🤖 AI Summary
This work proposes Nexerra-R1, a novel framework that introduces a controllable chemical language model into reticular chemistry to overcome the inefficiencies of trial-and-error approaches in traditional metal–organic framework (MOF) design. By operating at the level of molecular building units, Nexerra-R1 enables inverse generation of organic linkers tailored to target properties. The model employs flow-guided distribution optimization and incorporates symmetry-aware, multidentate linker designs to support both unconstrained and topology-constrained modular synthesis. Integrated with three-dimensional structure assembly, it generates synthetically accessible MOF candidates. The approach successfully reproduces known MOFs and fully computationally designs a new, experimentally realizable framework, CU-525, thereby establishing a new inverse design paradigm that bridges performance objectives with experimental synthesis.
📝 Abstract
Reticular chemistry has enabled the synthesis of tens of thousands of metal-organic frameworks (MOFs), yet the discovery of new materials still relies largely on intuition-driven linker design and iterative experimentation. As a result, researchers explore only a small fraction of the vast chemical space accessible to reticular materials, limiting the systematic discovery of frameworks with targeted properties.

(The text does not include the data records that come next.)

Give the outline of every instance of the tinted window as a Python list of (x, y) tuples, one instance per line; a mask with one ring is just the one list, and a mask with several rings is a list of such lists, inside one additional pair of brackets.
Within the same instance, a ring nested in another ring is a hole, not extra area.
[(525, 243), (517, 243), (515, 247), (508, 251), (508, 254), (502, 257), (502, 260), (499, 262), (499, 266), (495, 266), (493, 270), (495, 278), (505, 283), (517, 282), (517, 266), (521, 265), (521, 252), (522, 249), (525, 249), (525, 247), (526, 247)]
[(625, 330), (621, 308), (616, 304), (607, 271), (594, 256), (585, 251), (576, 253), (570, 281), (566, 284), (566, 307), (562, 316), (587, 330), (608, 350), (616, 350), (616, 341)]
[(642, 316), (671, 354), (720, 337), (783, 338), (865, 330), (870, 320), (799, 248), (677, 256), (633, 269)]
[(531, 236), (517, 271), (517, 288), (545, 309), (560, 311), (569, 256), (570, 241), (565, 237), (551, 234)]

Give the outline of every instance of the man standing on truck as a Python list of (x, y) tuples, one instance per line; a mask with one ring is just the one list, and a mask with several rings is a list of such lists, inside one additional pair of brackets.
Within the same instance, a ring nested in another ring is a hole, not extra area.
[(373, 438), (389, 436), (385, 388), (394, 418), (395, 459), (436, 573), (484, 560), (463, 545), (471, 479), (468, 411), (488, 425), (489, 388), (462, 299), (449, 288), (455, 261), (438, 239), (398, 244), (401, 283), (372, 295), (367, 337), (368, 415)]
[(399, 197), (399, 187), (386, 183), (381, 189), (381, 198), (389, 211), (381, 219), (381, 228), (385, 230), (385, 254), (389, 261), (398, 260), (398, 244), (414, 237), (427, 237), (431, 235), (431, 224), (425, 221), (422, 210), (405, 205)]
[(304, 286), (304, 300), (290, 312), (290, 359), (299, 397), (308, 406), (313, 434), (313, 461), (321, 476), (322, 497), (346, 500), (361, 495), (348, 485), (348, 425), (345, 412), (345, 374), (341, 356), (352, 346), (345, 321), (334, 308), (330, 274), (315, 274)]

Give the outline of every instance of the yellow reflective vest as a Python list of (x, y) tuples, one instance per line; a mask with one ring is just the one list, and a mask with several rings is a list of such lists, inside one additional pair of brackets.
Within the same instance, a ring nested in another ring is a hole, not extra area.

Here, we introduce Nexerra-R1, a building-block chemical language model that enables inverse design in reticular chemistry through the targeted generation of organic linkers. Rather than generating complete frameworks directly, Nexerra-R1 operates at the level of molecular building blocks, preserving the modular logic that underpins reticular synthesis. The model supports both unconstrained generation of low-connectivity linkers and scaffold-constrained design of symmetric multidentate motifs compatible with predefined nodes and topologies. We further combine linker generation with flow-guided distributional targeting to steer the generative process toward application-relevant objectives while maintaining chemical validity and assembly feasibility. The generated linkers are subsequently assembled into three-dimensional frameworks and are structurally optimized to produce candidate materials compatible with experimental synthesis. Using Nexerra-R1, we validate this strategy by rediscovering known MOFs and by proposing the experimental synthesis of a previously unreported framework, CU-525, generated entirely in silico. Together, these results establish a general inverse-design paradigm for reticular materials in which controllable chemical language modelling enables the direct translation from computational design to synthesizable frameworks.